The fightback takes place as the government has created a trio of channels for popular discontent, over cuts to the winter fuel allowance, disability benefits and the two-child benefit cap. These are direct and obvious attacks on the poor and the most vulnerable and there has deservedly been a large push-back against them from Labour MPs, including from both the centre and the left as well as from some unions.
But the austerity policy is far broader than these controversial cuts to welfare. The October 2024 Budget introduced a range of measures that amount to a wide attack on workers and the poor. These include a freeze on income tax thresholds so that more workers will be paying higher tax, strict public spending controls which mean some public services are underfunded (the NHS) or others experiencing outright cuts (local government services), and no funding for public sector pay rises in future years, which will either lead to real cuts in public sector pay, or cuts to services, or a combination of the two.
All the leaks and briefings ahead of the 11 June Spending Review suggest more cuts to come. It is rumoured that the NHS will receive a 2% increase, which is insufficient to meet the needs of new technology, as well as an ageing, rising population. It will mean cuts in NHS capacity, while other areas of public spending are set to receive outright cuts.
The exception is military spending, where Starmer and Reeves are aiming to meet Trump’s initial demand for an increase in spending among all NATO members, and have set a target of 2.5% of GDP, even as welfare and other essential spending is being cut. It will not satisfy Trump, who is now insisting on 5% military spending among NATO members.
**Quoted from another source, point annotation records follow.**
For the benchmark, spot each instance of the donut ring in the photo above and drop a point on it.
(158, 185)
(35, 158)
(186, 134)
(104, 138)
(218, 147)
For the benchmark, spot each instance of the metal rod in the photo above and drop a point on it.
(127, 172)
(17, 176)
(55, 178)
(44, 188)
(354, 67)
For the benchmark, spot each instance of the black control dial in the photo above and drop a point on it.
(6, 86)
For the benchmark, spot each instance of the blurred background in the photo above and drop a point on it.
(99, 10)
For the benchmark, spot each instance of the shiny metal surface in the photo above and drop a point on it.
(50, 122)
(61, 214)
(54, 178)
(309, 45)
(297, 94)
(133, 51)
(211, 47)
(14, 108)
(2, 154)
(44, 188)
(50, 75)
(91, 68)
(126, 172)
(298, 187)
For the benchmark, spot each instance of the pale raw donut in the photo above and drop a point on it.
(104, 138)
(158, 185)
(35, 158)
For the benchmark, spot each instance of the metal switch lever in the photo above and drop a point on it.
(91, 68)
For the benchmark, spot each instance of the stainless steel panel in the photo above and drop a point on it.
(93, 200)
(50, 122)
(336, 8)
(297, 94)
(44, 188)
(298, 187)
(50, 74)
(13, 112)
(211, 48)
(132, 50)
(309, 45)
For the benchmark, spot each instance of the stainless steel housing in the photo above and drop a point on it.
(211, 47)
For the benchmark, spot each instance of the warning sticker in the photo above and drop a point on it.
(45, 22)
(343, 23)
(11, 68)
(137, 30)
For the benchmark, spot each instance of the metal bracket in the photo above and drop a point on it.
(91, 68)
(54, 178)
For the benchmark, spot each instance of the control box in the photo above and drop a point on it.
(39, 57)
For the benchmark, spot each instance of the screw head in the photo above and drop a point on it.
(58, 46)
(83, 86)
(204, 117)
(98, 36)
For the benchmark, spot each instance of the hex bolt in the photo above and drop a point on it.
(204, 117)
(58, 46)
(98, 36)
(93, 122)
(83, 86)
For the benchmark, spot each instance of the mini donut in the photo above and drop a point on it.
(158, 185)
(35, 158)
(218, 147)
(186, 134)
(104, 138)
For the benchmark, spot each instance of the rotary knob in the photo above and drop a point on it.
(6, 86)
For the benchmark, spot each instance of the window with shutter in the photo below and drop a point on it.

His demands are based on the US policy shift to menacing China, and his insistence that the European NATO members assume the financial burden of war with Russia.
None of this will spark a recovery in the British economy, and Starmer and Reeves have set up a doom-loop where a weak economy, pressure on government finances and more austerity reinforce each other. The economy has grown close to a 1% pace for the last four quarters, and official boasting about ‘the strongest growth in the G7’ is plain foolish, revealing much more about the parlous state of the G7 economies than anything positive about the British economy.
All of this feeds into the plummeting level of support for Labour and the rise of Reform UK. Repeating the same policy will only reinforce current political trends.
Beginning the fightback against austerity, explaining how it is linked directly to military spending and the rise of racism is the first step in a long fight to revive the left, to defeat these attacks and to push back against Reform UK.